**<center><h1>Introduction</h1></center>**

Azure Databricks is a Microsoft analytics service, part of the Microsoft Azure cloud platform. It offers an integration between Microsoft Azure and the Apache Spark's Databricks implementation. Azure Databricks natively integrates with Azure security and data services. In this module, you will learn how to work with the key features of Azure Databricks.


**<h2>Learning Objectives</h2>**

After completing this module, you’ll be able to:

- Describe the main concepts in Azure Databricks.
- Work with workspaces and clusters.
- Work with notebooks.

<hr>

**<center><h1>Understand Azure Databricks</h1></center>**


Azure Databricks runs on top of a proprietary data processing engine called Databricks Runtime, an optimized version of Apache Spark. It allows up to 50x performance for Apache Spark workloads.

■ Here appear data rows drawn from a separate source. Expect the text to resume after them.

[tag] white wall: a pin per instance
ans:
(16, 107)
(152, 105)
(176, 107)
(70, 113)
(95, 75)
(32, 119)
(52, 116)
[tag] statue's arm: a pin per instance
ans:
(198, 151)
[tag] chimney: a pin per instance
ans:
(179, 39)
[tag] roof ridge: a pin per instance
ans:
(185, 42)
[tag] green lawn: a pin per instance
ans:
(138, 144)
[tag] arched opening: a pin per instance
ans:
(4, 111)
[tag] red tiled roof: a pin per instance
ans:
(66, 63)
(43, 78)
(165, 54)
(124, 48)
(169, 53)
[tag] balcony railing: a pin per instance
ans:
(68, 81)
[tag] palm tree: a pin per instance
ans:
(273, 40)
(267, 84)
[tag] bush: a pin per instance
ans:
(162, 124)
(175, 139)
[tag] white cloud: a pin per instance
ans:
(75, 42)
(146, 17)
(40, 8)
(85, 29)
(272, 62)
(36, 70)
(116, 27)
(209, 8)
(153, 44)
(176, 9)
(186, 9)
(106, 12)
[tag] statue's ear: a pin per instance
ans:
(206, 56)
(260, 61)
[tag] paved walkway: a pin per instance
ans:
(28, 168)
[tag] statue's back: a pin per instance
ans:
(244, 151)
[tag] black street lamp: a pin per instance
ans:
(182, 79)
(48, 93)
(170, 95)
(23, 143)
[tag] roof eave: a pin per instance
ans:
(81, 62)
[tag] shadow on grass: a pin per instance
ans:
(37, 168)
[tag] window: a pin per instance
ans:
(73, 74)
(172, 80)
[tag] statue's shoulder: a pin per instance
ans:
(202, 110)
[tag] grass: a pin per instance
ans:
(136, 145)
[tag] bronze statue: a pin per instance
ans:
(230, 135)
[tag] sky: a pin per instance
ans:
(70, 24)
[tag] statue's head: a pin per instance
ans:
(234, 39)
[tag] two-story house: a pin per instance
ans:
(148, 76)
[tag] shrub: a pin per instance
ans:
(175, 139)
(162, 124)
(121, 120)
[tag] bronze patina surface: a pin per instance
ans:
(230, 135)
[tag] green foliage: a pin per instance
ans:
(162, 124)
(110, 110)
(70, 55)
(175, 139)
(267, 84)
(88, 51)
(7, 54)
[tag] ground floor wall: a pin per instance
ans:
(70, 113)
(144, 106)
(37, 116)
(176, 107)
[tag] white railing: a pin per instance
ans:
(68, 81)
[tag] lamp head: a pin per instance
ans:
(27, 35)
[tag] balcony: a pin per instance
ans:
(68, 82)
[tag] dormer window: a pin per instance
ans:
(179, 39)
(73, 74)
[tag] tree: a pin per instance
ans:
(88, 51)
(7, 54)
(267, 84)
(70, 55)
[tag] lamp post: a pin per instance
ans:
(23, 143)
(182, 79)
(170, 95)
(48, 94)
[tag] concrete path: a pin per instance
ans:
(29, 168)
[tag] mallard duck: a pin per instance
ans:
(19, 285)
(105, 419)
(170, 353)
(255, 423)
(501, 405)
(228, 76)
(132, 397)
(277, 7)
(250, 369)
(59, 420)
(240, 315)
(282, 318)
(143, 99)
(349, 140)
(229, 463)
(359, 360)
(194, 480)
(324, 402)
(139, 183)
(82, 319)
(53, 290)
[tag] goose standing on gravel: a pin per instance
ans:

Apache Spark is the core technology. Spark is an open-source analytics engine for large-scale data processing. It provides an interface for programming entire clusters with implicit data parallelism and fault tolerance.

In a nutshell: Azure Databricks offers a fast, easy, and collaborative Spark based analytics service. It is used to accelerate big data analytics, artificial intelligence, performant data lakes, interactive data science, machine learning, and collaboration.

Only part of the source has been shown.